So for example I think it’s really relevant that I know that in the Turnitin detection system, it essentially uses a certain technique for identifying the sequence of character strings. And because I know that, I can understand how certain editing procedures by students when they write over their text, how that might make them either detectable not detectable. And that helps me to understand the sort of performativity that might flow from the actual use of that. So I do think knowing the algorithm is necessary, but it’s irreducible, of course.
I think the point about the proxies is really valid. And I didn’t sort of make the point at the end but I think there is a real issue with the fact that we will only know… Yeah. We’re all in the same space of ignorance, as it were. And we will only know what we govern when we engage with it. And when we engage with it, we will of course also be enacting changes and there would be a response to that, etc. So in a sense governance is experimentation in a certain way. So there’s a certain experimentation that is implied in governing, which I think was a good point you [Matthew Jones] made.
Barocas: Great. So I should have mentioned that people can line up. I’ll take questions from the floor. And just in the interest of time I’m actually going to take two at a time, and we’ll let the respondents handle them in one go. So, please.
Audience 1: Okay, two at a time. This is related to the knowing the algorithm and being governed by algorithms. I just wanted to point out sort of an analogue. Right now it’s potentially possible that we can catch every single time you speed going down the highway. Every single time you go over 65, I can put a black box recorder and ticket you every single time. The second your parking meter goes off, I can ticket you. And that’s going to be very very very possible when cameras are three dollars and you have these progressive things.
Here’s the question. I was talking to you, Solon, about this. What is our desired sphere of obscurity? Or non-scrutinizability? Do we want to guarantee ourselves a certain amount of lawbreaking? One of the things the algorithms— More data is available about us. You say you can read into a person’s personal preferences because it’s now exposed. Before we had obscurity because we just didn’t know. Now, do we want to try and guarantee some level of obscurity for people, some freedom like that? It’s not necessarily the algorithm’s fault, it’s because the data is now available for the algorithms to use. This can be used in many spheres, not just search.

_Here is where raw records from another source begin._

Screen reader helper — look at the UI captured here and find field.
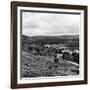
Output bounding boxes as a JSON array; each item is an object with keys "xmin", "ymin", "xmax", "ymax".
[
  {"xmin": 22, "ymin": 35, "xmax": 79, "ymax": 50},
  {"xmin": 21, "ymin": 35, "xmax": 79, "ymax": 78},
  {"xmin": 21, "ymin": 51, "xmax": 79, "ymax": 77}
]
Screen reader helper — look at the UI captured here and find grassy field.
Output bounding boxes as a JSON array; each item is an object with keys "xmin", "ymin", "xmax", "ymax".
[{"xmin": 21, "ymin": 51, "xmax": 79, "ymax": 78}]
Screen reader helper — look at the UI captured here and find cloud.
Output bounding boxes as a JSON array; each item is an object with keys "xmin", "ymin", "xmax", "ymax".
[{"xmin": 22, "ymin": 11, "xmax": 80, "ymax": 36}]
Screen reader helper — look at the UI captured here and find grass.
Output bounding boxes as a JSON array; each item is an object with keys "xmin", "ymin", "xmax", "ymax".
[{"xmin": 21, "ymin": 51, "xmax": 79, "ymax": 78}]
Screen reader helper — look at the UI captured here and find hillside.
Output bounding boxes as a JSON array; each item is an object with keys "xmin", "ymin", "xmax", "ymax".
[
  {"xmin": 22, "ymin": 34, "xmax": 79, "ymax": 50},
  {"xmin": 22, "ymin": 34, "xmax": 79, "ymax": 44},
  {"xmin": 21, "ymin": 51, "xmax": 79, "ymax": 77}
]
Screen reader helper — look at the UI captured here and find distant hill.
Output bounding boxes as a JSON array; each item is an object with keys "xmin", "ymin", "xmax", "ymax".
[{"xmin": 22, "ymin": 34, "xmax": 79, "ymax": 45}]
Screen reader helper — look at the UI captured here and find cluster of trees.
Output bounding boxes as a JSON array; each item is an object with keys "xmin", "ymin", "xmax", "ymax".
[{"xmin": 62, "ymin": 51, "xmax": 79, "ymax": 64}]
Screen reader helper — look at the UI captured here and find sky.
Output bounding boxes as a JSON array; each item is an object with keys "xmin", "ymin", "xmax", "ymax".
[{"xmin": 22, "ymin": 11, "xmax": 80, "ymax": 36}]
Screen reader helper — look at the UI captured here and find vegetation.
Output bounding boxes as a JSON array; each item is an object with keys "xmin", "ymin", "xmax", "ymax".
[
  {"xmin": 21, "ymin": 52, "xmax": 79, "ymax": 77},
  {"xmin": 21, "ymin": 35, "xmax": 79, "ymax": 78}
]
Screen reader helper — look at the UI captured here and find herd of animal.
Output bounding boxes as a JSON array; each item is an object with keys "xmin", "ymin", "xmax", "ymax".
[{"xmin": 23, "ymin": 44, "xmax": 79, "ymax": 64}]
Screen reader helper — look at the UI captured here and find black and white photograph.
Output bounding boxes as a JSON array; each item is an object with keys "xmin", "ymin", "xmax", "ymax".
[
  {"xmin": 11, "ymin": 1, "xmax": 87, "ymax": 88},
  {"xmin": 21, "ymin": 10, "xmax": 80, "ymax": 78}
]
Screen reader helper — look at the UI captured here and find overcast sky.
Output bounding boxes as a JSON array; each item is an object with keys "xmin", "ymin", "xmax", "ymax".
[{"xmin": 22, "ymin": 11, "xmax": 80, "ymax": 36}]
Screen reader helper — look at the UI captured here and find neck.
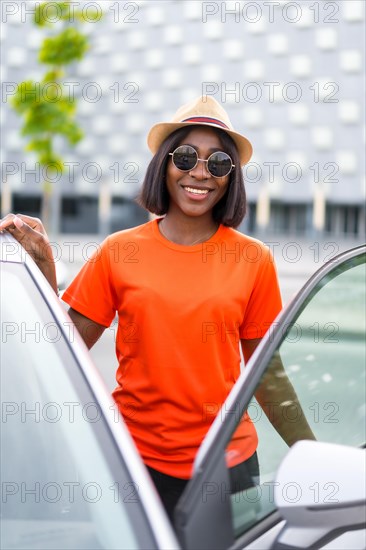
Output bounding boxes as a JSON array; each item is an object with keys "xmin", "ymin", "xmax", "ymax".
[{"xmin": 159, "ymin": 212, "xmax": 219, "ymax": 246}]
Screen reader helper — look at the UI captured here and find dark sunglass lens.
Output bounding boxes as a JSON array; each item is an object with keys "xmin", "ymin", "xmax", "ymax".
[
  {"xmin": 208, "ymin": 152, "xmax": 232, "ymax": 177},
  {"xmin": 173, "ymin": 146, "xmax": 197, "ymax": 171}
]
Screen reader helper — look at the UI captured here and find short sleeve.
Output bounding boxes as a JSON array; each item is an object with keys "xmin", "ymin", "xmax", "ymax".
[
  {"xmin": 239, "ymin": 246, "xmax": 282, "ymax": 339},
  {"xmin": 62, "ymin": 237, "xmax": 117, "ymax": 327}
]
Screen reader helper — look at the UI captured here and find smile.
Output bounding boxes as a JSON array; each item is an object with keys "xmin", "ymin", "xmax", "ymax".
[{"xmin": 182, "ymin": 186, "xmax": 211, "ymax": 195}]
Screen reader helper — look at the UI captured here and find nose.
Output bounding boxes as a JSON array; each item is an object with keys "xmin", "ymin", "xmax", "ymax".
[{"xmin": 189, "ymin": 158, "xmax": 210, "ymax": 180}]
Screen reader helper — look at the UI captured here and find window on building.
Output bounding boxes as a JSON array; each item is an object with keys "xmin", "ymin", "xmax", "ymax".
[
  {"xmin": 110, "ymin": 196, "xmax": 149, "ymax": 233},
  {"xmin": 12, "ymin": 194, "xmax": 42, "ymax": 217},
  {"xmin": 325, "ymin": 205, "xmax": 364, "ymax": 237},
  {"xmin": 239, "ymin": 202, "xmax": 256, "ymax": 234},
  {"xmin": 61, "ymin": 196, "xmax": 98, "ymax": 234},
  {"xmin": 269, "ymin": 203, "xmax": 310, "ymax": 235}
]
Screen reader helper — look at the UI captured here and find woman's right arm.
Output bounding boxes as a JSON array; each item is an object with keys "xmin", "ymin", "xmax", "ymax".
[
  {"xmin": 68, "ymin": 308, "xmax": 106, "ymax": 349},
  {"xmin": 0, "ymin": 213, "xmax": 58, "ymax": 293},
  {"xmin": 0, "ymin": 213, "xmax": 106, "ymax": 349}
]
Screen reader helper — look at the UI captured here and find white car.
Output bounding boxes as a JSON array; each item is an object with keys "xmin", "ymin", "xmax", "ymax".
[{"xmin": 1, "ymin": 232, "xmax": 365, "ymax": 549}]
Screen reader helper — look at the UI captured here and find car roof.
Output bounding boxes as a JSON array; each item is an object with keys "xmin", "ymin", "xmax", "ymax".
[{"xmin": 0, "ymin": 231, "xmax": 27, "ymax": 263}]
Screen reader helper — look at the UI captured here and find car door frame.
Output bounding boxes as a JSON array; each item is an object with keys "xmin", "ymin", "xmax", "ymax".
[{"xmin": 174, "ymin": 244, "xmax": 366, "ymax": 550}]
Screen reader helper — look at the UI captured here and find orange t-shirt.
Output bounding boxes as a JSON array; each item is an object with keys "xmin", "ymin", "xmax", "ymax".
[{"xmin": 62, "ymin": 219, "xmax": 282, "ymax": 478}]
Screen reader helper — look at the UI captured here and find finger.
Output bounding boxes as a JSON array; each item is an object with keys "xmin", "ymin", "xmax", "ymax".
[
  {"xmin": 0, "ymin": 213, "xmax": 44, "ymax": 234},
  {"xmin": 3, "ymin": 216, "xmax": 32, "ymax": 243},
  {"xmin": 13, "ymin": 214, "xmax": 46, "ymax": 235},
  {"xmin": 0, "ymin": 215, "xmax": 25, "ymax": 234},
  {"xmin": 10, "ymin": 216, "xmax": 40, "ymax": 242},
  {"xmin": 0, "ymin": 214, "xmax": 17, "ymax": 230},
  {"xmin": 4, "ymin": 217, "xmax": 52, "ymax": 262},
  {"xmin": 12, "ymin": 217, "xmax": 48, "ymax": 251},
  {"xmin": 13, "ymin": 216, "xmax": 24, "ymax": 230}
]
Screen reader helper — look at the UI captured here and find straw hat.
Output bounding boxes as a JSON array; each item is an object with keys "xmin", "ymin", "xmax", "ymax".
[{"xmin": 147, "ymin": 96, "xmax": 253, "ymax": 166}]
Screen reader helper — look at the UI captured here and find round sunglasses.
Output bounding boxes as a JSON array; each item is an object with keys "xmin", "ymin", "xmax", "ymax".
[{"xmin": 169, "ymin": 145, "xmax": 235, "ymax": 178}]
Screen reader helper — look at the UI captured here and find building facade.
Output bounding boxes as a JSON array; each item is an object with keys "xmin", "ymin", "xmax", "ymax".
[{"xmin": 1, "ymin": 0, "xmax": 365, "ymax": 238}]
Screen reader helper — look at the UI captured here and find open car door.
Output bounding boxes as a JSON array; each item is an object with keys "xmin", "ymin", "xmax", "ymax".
[{"xmin": 174, "ymin": 245, "xmax": 366, "ymax": 550}]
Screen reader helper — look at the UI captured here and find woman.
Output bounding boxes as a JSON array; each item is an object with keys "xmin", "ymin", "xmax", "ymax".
[{"xmin": 0, "ymin": 96, "xmax": 314, "ymax": 521}]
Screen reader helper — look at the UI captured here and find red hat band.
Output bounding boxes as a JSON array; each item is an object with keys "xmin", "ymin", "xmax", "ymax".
[{"xmin": 181, "ymin": 116, "xmax": 230, "ymax": 130}]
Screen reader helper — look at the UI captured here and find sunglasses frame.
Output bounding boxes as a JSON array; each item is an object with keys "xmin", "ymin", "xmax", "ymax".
[{"xmin": 169, "ymin": 145, "xmax": 235, "ymax": 178}]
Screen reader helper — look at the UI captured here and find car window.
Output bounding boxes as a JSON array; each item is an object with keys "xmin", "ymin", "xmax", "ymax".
[
  {"xmin": 0, "ymin": 262, "xmax": 152, "ymax": 550},
  {"xmin": 229, "ymin": 253, "xmax": 366, "ymax": 538}
]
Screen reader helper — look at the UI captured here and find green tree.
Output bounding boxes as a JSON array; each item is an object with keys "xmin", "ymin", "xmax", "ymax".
[{"xmin": 11, "ymin": 1, "xmax": 102, "ymax": 232}]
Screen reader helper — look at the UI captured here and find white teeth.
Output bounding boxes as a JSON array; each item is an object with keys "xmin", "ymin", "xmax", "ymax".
[{"xmin": 184, "ymin": 187, "xmax": 209, "ymax": 195}]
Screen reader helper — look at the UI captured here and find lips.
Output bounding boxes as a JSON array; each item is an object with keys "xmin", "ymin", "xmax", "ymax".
[
  {"xmin": 180, "ymin": 185, "xmax": 214, "ymax": 202},
  {"xmin": 181, "ymin": 185, "xmax": 214, "ymax": 196}
]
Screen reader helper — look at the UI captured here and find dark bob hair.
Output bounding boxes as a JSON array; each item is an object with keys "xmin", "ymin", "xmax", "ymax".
[{"xmin": 137, "ymin": 125, "xmax": 247, "ymax": 228}]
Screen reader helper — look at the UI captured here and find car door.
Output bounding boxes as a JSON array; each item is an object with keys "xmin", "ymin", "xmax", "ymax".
[
  {"xmin": 0, "ymin": 234, "xmax": 179, "ymax": 550},
  {"xmin": 174, "ymin": 245, "xmax": 366, "ymax": 550}
]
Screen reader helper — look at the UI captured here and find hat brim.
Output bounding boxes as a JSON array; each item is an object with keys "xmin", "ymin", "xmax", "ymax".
[{"xmin": 147, "ymin": 121, "xmax": 253, "ymax": 166}]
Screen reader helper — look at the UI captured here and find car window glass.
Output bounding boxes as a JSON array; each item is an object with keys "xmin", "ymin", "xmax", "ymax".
[
  {"xmin": 226, "ymin": 255, "xmax": 366, "ymax": 539},
  {"xmin": 1, "ymin": 263, "xmax": 141, "ymax": 550}
]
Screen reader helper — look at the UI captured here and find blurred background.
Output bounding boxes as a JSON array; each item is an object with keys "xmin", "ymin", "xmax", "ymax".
[{"xmin": 1, "ymin": 0, "xmax": 365, "ymax": 387}]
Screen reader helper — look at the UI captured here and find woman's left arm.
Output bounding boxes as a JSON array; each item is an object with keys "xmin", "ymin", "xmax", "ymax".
[{"xmin": 241, "ymin": 338, "xmax": 316, "ymax": 446}]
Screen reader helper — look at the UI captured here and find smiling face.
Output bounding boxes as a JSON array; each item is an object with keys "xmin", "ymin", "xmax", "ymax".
[{"xmin": 165, "ymin": 127, "xmax": 230, "ymax": 221}]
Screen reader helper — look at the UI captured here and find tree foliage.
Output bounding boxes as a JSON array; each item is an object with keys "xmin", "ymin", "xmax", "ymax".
[{"xmin": 11, "ymin": 0, "xmax": 102, "ymax": 227}]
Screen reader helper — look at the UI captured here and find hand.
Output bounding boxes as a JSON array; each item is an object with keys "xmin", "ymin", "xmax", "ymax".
[{"xmin": 0, "ymin": 213, "xmax": 58, "ymax": 293}]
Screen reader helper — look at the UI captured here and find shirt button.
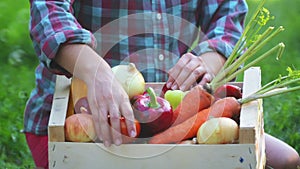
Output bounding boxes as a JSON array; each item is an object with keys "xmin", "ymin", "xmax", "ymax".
[
  {"xmin": 156, "ymin": 13, "xmax": 162, "ymax": 20},
  {"xmin": 158, "ymin": 54, "xmax": 164, "ymax": 61}
]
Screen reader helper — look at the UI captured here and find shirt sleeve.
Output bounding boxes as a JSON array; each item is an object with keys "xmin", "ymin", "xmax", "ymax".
[
  {"xmin": 192, "ymin": 0, "xmax": 248, "ymax": 58},
  {"xmin": 29, "ymin": 0, "xmax": 96, "ymax": 76}
]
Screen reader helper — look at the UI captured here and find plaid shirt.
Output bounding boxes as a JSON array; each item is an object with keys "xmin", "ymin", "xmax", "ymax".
[{"xmin": 24, "ymin": 0, "xmax": 248, "ymax": 135}]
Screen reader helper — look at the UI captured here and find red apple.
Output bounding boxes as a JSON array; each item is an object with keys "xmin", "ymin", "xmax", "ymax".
[
  {"xmin": 65, "ymin": 113, "xmax": 96, "ymax": 142},
  {"xmin": 213, "ymin": 84, "xmax": 242, "ymax": 100}
]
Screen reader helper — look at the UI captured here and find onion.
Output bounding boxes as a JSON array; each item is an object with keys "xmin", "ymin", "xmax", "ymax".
[
  {"xmin": 197, "ymin": 117, "xmax": 239, "ymax": 144},
  {"xmin": 112, "ymin": 63, "xmax": 145, "ymax": 99}
]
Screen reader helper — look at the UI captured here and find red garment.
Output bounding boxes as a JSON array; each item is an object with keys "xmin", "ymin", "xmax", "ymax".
[{"xmin": 25, "ymin": 133, "xmax": 48, "ymax": 169}]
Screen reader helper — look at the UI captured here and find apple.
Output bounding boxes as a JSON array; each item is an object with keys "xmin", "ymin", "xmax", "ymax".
[
  {"xmin": 213, "ymin": 84, "xmax": 242, "ymax": 100},
  {"xmin": 65, "ymin": 113, "xmax": 97, "ymax": 142},
  {"xmin": 164, "ymin": 89, "xmax": 187, "ymax": 110},
  {"xmin": 65, "ymin": 113, "xmax": 142, "ymax": 143}
]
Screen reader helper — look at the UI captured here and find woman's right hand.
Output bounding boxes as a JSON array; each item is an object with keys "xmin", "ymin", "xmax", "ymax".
[
  {"xmin": 55, "ymin": 44, "xmax": 137, "ymax": 147},
  {"xmin": 85, "ymin": 61, "xmax": 137, "ymax": 147}
]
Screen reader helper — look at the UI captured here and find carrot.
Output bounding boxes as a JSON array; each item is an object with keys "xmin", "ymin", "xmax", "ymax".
[
  {"xmin": 148, "ymin": 97, "xmax": 240, "ymax": 144},
  {"xmin": 208, "ymin": 97, "xmax": 241, "ymax": 118},
  {"xmin": 171, "ymin": 85, "xmax": 214, "ymax": 126},
  {"xmin": 149, "ymin": 108, "xmax": 211, "ymax": 144}
]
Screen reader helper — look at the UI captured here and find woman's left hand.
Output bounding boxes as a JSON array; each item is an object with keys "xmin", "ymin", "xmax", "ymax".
[{"xmin": 166, "ymin": 52, "xmax": 226, "ymax": 91}]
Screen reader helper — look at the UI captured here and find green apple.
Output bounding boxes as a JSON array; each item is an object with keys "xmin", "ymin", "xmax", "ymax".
[{"xmin": 164, "ymin": 90, "xmax": 188, "ymax": 110}]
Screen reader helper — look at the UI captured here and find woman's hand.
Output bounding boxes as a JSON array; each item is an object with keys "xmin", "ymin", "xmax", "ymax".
[
  {"xmin": 55, "ymin": 44, "xmax": 137, "ymax": 147},
  {"xmin": 166, "ymin": 52, "xmax": 226, "ymax": 91},
  {"xmin": 85, "ymin": 63, "xmax": 136, "ymax": 147}
]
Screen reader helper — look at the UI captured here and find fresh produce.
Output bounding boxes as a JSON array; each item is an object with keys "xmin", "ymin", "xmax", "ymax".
[
  {"xmin": 108, "ymin": 116, "xmax": 141, "ymax": 143},
  {"xmin": 148, "ymin": 107, "xmax": 211, "ymax": 144},
  {"xmin": 149, "ymin": 67, "xmax": 300, "ymax": 144},
  {"xmin": 132, "ymin": 87, "xmax": 173, "ymax": 137},
  {"xmin": 207, "ymin": 97, "xmax": 241, "ymax": 122},
  {"xmin": 71, "ymin": 77, "xmax": 87, "ymax": 105},
  {"xmin": 74, "ymin": 96, "xmax": 91, "ymax": 114},
  {"xmin": 197, "ymin": 117, "xmax": 239, "ymax": 144},
  {"xmin": 65, "ymin": 113, "xmax": 97, "ymax": 142},
  {"xmin": 65, "ymin": 113, "xmax": 141, "ymax": 143},
  {"xmin": 148, "ymin": 96, "xmax": 240, "ymax": 144},
  {"xmin": 179, "ymin": 138, "xmax": 197, "ymax": 144},
  {"xmin": 213, "ymin": 84, "xmax": 242, "ymax": 100},
  {"xmin": 164, "ymin": 89, "xmax": 187, "ymax": 110},
  {"xmin": 237, "ymin": 67, "xmax": 300, "ymax": 105},
  {"xmin": 112, "ymin": 63, "xmax": 145, "ymax": 99},
  {"xmin": 171, "ymin": 85, "xmax": 214, "ymax": 126}
]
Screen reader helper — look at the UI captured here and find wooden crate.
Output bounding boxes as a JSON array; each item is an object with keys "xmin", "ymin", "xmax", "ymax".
[{"xmin": 48, "ymin": 67, "xmax": 265, "ymax": 169}]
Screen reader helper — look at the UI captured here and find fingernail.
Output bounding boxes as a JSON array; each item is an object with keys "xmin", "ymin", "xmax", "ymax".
[
  {"xmin": 166, "ymin": 82, "xmax": 172, "ymax": 88},
  {"xmin": 180, "ymin": 85, "xmax": 185, "ymax": 91},
  {"xmin": 99, "ymin": 135, "xmax": 103, "ymax": 141},
  {"xmin": 171, "ymin": 84, "xmax": 178, "ymax": 90},
  {"xmin": 114, "ymin": 139, "xmax": 122, "ymax": 146},
  {"xmin": 80, "ymin": 107, "xmax": 88, "ymax": 113},
  {"xmin": 104, "ymin": 141, "xmax": 111, "ymax": 147},
  {"xmin": 130, "ymin": 130, "xmax": 136, "ymax": 137}
]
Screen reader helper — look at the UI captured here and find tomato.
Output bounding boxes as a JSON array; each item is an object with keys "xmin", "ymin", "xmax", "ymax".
[
  {"xmin": 119, "ymin": 117, "xmax": 141, "ymax": 143},
  {"xmin": 108, "ymin": 115, "xmax": 141, "ymax": 143}
]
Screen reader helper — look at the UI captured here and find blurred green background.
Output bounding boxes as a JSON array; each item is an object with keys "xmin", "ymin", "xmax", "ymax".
[{"xmin": 0, "ymin": 0, "xmax": 299, "ymax": 168}]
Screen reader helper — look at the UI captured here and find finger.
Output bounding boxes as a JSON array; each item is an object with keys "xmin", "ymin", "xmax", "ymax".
[
  {"xmin": 175, "ymin": 58, "xmax": 201, "ymax": 90},
  {"xmin": 98, "ymin": 105, "xmax": 112, "ymax": 147},
  {"xmin": 198, "ymin": 73, "xmax": 213, "ymax": 86},
  {"xmin": 180, "ymin": 66, "xmax": 206, "ymax": 91},
  {"xmin": 91, "ymin": 111, "xmax": 103, "ymax": 142},
  {"xmin": 87, "ymin": 92, "xmax": 104, "ymax": 141},
  {"xmin": 108, "ymin": 103, "xmax": 122, "ymax": 146},
  {"xmin": 120, "ymin": 101, "xmax": 136, "ymax": 138},
  {"xmin": 167, "ymin": 53, "xmax": 193, "ymax": 88}
]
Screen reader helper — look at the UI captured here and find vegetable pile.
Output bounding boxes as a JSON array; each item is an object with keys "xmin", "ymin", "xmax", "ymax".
[{"xmin": 150, "ymin": 66, "xmax": 300, "ymax": 144}]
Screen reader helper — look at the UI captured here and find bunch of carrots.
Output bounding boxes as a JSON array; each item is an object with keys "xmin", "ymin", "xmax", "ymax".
[{"xmin": 148, "ymin": 0, "xmax": 300, "ymax": 144}]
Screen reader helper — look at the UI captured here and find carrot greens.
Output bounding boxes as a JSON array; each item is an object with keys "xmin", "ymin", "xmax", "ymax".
[
  {"xmin": 206, "ymin": 0, "xmax": 285, "ymax": 93},
  {"xmin": 239, "ymin": 67, "xmax": 300, "ymax": 104}
]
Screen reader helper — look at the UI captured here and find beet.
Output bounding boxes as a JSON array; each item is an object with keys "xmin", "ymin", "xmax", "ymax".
[{"xmin": 74, "ymin": 97, "xmax": 92, "ymax": 114}]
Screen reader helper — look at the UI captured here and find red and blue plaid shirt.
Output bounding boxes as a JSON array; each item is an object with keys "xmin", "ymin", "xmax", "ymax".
[{"xmin": 24, "ymin": 0, "xmax": 248, "ymax": 135}]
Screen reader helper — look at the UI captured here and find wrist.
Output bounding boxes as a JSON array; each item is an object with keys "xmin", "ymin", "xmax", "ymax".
[
  {"xmin": 55, "ymin": 44, "xmax": 111, "ymax": 84},
  {"xmin": 200, "ymin": 52, "xmax": 226, "ymax": 76}
]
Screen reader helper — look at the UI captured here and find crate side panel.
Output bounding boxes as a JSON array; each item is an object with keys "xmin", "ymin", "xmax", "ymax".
[
  {"xmin": 48, "ymin": 75, "xmax": 71, "ymax": 142},
  {"xmin": 239, "ymin": 67, "xmax": 266, "ymax": 168},
  {"xmin": 49, "ymin": 142, "xmax": 257, "ymax": 169},
  {"xmin": 239, "ymin": 67, "xmax": 262, "ymax": 144}
]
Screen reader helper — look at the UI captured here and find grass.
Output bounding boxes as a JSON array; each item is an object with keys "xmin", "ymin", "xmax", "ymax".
[
  {"xmin": 0, "ymin": 64, "xmax": 36, "ymax": 168},
  {"xmin": 0, "ymin": 0, "xmax": 299, "ymax": 168}
]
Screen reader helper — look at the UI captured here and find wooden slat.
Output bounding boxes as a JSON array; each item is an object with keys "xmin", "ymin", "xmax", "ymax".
[
  {"xmin": 239, "ymin": 67, "xmax": 265, "ymax": 168},
  {"xmin": 239, "ymin": 67, "xmax": 262, "ymax": 144},
  {"xmin": 49, "ymin": 142, "xmax": 257, "ymax": 169},
  {"xmin": 48, "ymin": 75, "xmax": 71, "ymax": 142}
]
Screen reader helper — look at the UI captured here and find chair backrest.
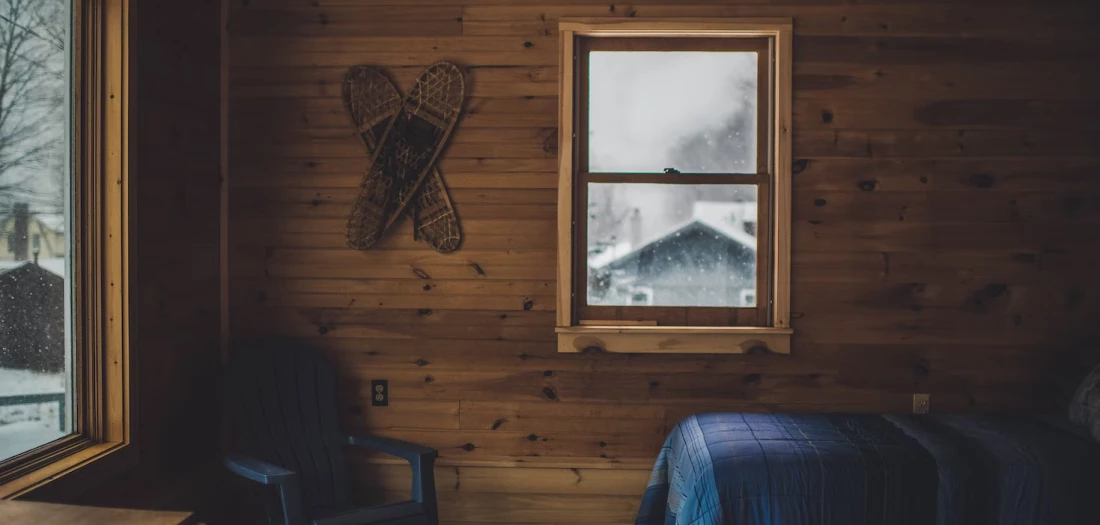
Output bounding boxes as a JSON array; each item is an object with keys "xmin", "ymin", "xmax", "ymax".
[{"xmin": 227, "ymin": 338, "xmax": 350, "ymax": 516}]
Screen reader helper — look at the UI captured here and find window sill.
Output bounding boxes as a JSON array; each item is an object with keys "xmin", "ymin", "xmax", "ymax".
[
  {"xmin": 0, "ymin": 440, "xmax": 136, "ymax": 500},
  {"xmin": 556, "ymin": 325, "xmax": 793, "ymax": 354}
]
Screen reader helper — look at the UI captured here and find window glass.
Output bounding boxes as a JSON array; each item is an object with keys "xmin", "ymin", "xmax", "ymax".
[
  {"xmin": 588, "ymin": 51, "xmax": 758, "ymax": 174},
  {"xmin": 586, "ymin": 183, "xmax": 757, "ymax": 307},
  {"xmin": 0, "ymin": 0, "xmax": 72, "ymax": 462}
]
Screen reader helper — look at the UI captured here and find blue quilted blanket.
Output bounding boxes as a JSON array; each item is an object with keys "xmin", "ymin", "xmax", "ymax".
[{"xmin": 636, "ymin": 413, "xmax": 1100, "ymax": 525}]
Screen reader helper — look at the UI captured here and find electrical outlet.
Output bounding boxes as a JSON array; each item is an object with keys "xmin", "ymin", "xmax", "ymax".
[
  {"xmin": 912, "ymin": 394, "xmax": 930, "ymax": 414},
  {"xmin": 371, "ymin": 380, "xmax": 388, "ymax": 407}
]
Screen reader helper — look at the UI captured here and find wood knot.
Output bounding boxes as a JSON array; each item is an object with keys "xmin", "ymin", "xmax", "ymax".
[
  {"xmin": 857, "ymin": 180, "xmax": 878, "ymax": 192},
  {"xmin": 813, "ymin": 198, "xmax": 827, "ymax": 207},
  {"xmin": 792, "ymin": 159, "xmax": 810, "ymax": 174},
  {"xmin": 523, "ymin": 299, "xmax": 534, "ymax": 310},
  {"xmin": 424, "ymin": 375, "xmax": 434, "ymax": 383},
  {"xmin": 969, "ymin": 173, "xmax": 996, "ymax": 188},
  {"xmin": 983, "ymin": 283, "xmax": 1007, "ymax": 298},
  {"xmin": 821, "ymin": 110, "xmax": 834, "ymax": 124},
  {"xmin": 542, "ymin": 386, "xmax": 558, "ymax": 401},
  {"xmin": 460, "ymin": 443, "xmax": 476, "ymax": 452},
  {"xmin": 418, "ymin": 309, "xmax": 433, "ymax": 317},
  {"xmin": 744, "ymin": 373, "xmax": 762, "ymax": 385},
  {"xmin": 523, "ymin": 41, "xmax": 533, "ymax": 48},
  {"xmin": 414, "ymin": 358, "xmax": 429, "ymax": 367},
  {"xmin": 543, "ymin": 370, "xmax": 554, "ymax": 377},
  {"xmin": 527, "ymin": 434, "xmax": 539, "ymax": 441}
]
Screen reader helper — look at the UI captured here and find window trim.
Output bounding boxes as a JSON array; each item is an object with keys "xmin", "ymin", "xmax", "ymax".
[
  {"xmin": 0, "ymin": 0, "xmax": 133, "ymax": 498},
  {"xmin": 556, "ymin": 18, "xmax": 793, "ymax": 354}
]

We can now put cameras and watch everybody working, all your work email is monitored, we can do app monitoring. We do— But companies choose not to look at it because they don’t want to know. And that’s what kind of creates this sphere now. But I don’t know how we would address that. How do we create you know, a sphere of obscurity?
Lev Manovich: Lev Manovich, professor of computer science, CUNY Graduate Center. So, my question is about what I see as maybe the key kind of dimension of this day so far, with transparency versus opacity, and I think your notion of flux connects to that. So as it was already pointed out, right, no real software system involves a single algorithm, right. There are hundreds of algorithms. Plus servers, plus databases. So that’s one challenge. The second challenge, the systems are very complex, right. So Gmail’s about 50 million lines of code. You know, Windows, hundred million lines of code. So, no single programmer can actually examine it.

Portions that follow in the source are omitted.